Der Versuch, das Lampenfieber abzuwehren, bringt es dann endgültig zutage: Der Redner verkrampft, er verhaspelt sich und muss im schlimmsten Fall abbrechen. Eine „unfreiwillige Beichte“, so Werner, die den Betroffenen im Zentrum trifft, denn er bekommt nun die Erfahrung serviert, dass „er nicht der ist, für den er gehalten werden möchte“. Im tiefsten Inneren weiß er natürlich von seiner Angst, aber „er möchte nicht, dass die anderen es wissen.

Was er falsch gemacht hat? „Nichts falsch machen zu wollen“, so Jürgen Werner. Zu glauben, der Eindruck von Souveränität beruhe auf perfekter Kontrolle, womöglich auf Auswendiglernen. Die Manager, mit denen Werner rhetorisch und kommunikativ arbeitet, lernen durch gemeinsames Üben etwas anderes: Lampenfieber nicht nur in Kauf zu nehmen, sondern zu suchen, also die Nervositätsschwelle zu senken, Ungewissheit auszuhalten und eine Rede nicht bis aufs Komma vorzubereiten.
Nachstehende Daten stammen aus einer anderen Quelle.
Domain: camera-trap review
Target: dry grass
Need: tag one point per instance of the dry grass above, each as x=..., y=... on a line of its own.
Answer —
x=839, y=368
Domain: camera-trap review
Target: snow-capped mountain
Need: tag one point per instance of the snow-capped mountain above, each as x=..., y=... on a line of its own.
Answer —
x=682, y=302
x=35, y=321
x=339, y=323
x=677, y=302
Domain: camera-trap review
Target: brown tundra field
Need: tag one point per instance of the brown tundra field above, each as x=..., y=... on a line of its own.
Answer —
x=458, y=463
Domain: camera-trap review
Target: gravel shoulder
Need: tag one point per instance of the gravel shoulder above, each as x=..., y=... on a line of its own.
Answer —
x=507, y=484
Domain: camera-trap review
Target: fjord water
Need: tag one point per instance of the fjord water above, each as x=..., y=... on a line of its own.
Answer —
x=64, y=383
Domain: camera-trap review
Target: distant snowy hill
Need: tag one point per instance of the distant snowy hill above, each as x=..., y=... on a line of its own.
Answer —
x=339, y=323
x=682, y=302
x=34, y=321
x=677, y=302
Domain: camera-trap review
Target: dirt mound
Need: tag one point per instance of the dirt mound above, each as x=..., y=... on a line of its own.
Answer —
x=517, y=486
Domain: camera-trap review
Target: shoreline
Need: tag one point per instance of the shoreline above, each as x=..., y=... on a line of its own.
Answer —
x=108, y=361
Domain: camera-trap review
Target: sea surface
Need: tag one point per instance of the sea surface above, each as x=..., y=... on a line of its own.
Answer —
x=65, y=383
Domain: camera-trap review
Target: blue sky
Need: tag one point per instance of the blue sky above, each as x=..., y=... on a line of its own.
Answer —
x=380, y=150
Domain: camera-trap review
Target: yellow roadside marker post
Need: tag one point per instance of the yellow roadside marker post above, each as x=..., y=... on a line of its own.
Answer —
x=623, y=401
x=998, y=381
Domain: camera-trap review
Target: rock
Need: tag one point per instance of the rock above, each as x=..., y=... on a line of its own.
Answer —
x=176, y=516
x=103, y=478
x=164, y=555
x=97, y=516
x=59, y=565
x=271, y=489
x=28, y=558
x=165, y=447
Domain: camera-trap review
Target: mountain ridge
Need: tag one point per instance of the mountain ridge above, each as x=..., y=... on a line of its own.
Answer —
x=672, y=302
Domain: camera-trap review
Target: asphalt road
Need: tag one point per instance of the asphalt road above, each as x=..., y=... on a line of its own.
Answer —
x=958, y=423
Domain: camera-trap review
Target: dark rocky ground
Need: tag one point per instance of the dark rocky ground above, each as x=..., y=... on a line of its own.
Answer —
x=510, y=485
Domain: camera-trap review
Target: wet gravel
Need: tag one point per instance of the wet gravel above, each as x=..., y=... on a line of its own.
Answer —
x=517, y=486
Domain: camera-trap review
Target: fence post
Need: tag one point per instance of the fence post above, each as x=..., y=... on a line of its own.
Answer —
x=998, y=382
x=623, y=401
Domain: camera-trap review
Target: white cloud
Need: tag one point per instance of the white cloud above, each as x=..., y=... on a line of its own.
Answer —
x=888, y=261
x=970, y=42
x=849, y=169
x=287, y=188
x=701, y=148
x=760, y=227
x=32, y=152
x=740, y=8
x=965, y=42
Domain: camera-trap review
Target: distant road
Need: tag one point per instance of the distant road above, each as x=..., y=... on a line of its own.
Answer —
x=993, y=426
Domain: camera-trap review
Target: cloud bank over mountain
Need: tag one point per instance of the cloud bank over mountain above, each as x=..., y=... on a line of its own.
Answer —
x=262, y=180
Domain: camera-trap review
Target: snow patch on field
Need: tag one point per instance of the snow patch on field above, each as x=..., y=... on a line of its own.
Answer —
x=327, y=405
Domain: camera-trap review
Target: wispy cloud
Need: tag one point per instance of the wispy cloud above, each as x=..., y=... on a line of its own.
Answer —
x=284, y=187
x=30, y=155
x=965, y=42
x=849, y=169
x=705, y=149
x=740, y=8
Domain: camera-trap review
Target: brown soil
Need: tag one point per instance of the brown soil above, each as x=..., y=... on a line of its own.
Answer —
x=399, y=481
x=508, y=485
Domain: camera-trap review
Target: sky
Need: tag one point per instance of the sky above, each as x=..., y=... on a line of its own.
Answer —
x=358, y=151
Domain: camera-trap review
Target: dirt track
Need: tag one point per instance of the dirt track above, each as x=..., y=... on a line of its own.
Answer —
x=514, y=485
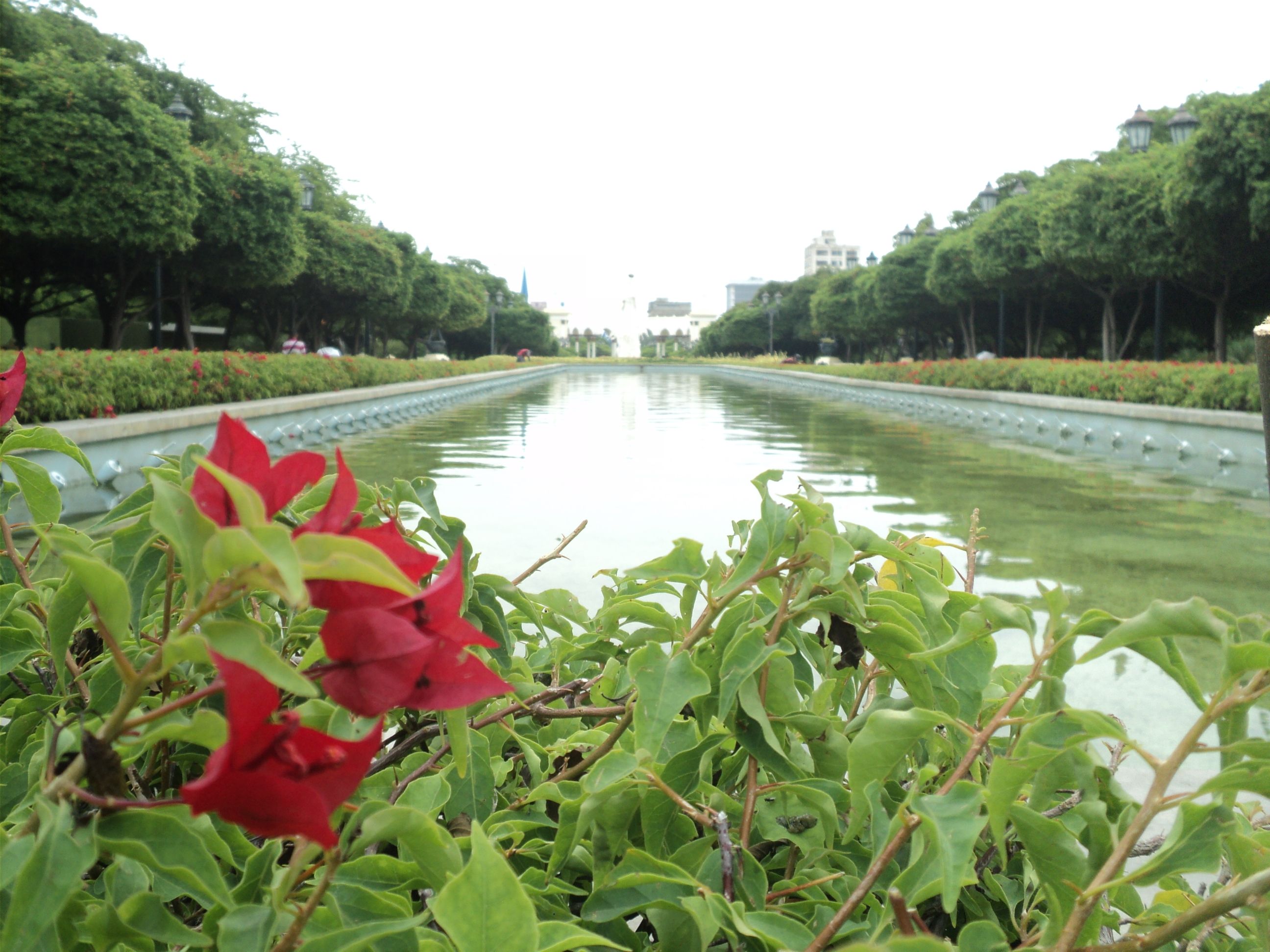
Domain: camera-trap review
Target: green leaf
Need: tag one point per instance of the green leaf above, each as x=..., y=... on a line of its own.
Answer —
x=107, y=591
x=163, y=839
x=957, y=822
x=458, y=736
x=262, y=556
x=16, y=646
x=45, y=438
x=48, y=876
x=350, y=559
x=247, y=502
x=664, y=685
x=880, y=747
x=44, y=500
x=147, y=913
x=181, y=522
x=1194, y=844
x=247, y=929
x=244, y=642
x=1161, y=620
x=486, y=909
x=564, y=937
x=1058, y=862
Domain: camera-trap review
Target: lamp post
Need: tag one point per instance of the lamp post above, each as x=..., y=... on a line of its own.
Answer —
x=773, y=306
x=1181, y=126
x=1137, y=129
x=988, y=200
x=493, y=316
x=182, y=113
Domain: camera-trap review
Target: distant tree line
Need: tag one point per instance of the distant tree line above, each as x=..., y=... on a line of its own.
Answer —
x=98, y=183
x=1076, y=256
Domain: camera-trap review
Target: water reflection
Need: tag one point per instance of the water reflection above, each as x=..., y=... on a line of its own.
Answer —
x=648, y=457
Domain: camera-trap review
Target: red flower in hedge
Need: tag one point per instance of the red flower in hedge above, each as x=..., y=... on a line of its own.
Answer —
x=241, y=453
x=12, y=384
x=409, y=653
x=273, y=777
x=338, y=518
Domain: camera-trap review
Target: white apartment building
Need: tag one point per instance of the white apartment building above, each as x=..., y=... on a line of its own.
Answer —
x=826, y=252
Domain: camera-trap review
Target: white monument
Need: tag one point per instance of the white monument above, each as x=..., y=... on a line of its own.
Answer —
x=629, y=324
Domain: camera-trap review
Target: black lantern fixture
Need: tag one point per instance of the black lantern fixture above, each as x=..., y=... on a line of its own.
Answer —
x=1138, y=127
x=1181, y=126
x=773, y=305
x=178, y=110
x=494, y=306
x=306, y=193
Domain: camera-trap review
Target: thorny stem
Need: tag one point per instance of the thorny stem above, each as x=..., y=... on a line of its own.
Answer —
x=291, y=938
x=121, y=659
x=1151, y=807
x=774, y=633
x=515, y=709
x=1217, y=904
x=911, y=823
x=553, y=555
x=702, y=626
x=20, y=565
x=792, y=890
x=216, y=686
x=717, y=822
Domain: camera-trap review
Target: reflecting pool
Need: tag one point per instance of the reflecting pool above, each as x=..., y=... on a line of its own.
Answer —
x=652, y=456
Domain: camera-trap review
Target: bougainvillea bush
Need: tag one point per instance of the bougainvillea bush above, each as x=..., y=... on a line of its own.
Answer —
x=72, y=385
x=262, y=709
x=1211, y=386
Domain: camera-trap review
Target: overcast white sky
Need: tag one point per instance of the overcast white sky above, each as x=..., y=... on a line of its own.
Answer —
x=690, y=143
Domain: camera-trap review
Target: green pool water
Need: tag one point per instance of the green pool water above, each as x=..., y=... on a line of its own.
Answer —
x=655, y=456
x=648, y=457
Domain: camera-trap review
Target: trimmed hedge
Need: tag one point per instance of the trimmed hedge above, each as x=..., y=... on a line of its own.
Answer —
x=1209, y=386
x=70, y=385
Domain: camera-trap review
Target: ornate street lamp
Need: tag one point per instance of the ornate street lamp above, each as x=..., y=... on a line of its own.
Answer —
x=1181, y=126
x=306, y=193
x=773, y=306
x=182, y=113
x=178, y=110
x=1138, y=127
x=493, y=316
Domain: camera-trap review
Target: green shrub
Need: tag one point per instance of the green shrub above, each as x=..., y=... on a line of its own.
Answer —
x=1209, y=386
x=70, y=385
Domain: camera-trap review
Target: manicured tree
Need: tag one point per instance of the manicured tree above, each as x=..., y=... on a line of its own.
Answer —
x=904, y=303
x=248, y=228
x=1105, y=224
x=954, y=282
x=1219, y=204
x=95, y=178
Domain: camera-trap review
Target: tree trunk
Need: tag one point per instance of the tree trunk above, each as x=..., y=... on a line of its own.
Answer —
x=1108, y=327
x=1028, y=335
x=1220, y=322
x=185, y=331
x=1133, y=323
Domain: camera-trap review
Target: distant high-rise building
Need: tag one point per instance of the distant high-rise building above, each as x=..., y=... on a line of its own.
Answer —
x=664, y=308
x=826, y=252
x=743, y=291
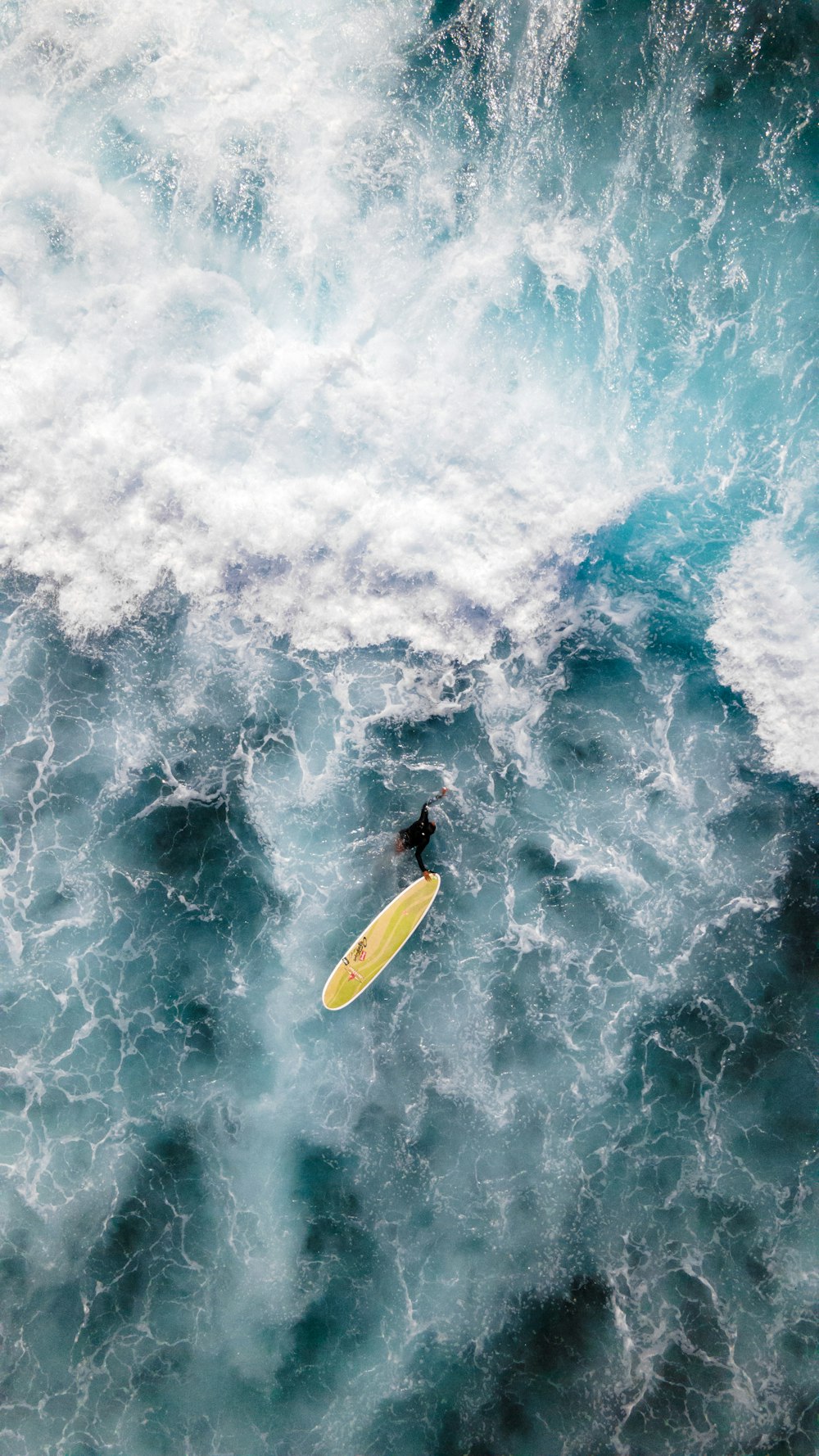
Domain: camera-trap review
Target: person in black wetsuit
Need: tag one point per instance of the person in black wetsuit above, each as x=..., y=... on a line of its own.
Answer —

Überzeugend zu reden heißt, die störende Selbstreflexionsspirale zu durchbrechen und das Publikum ins Zentrum zu rücken. „Das Glück in der öffentlichen Rede“, so Werner, „erlebt der Redner in dem Maße, wie es ihm gelingt, sich im Sprechen zu vergessen und mit dem Publikum ein Spiel zu spielen.“ …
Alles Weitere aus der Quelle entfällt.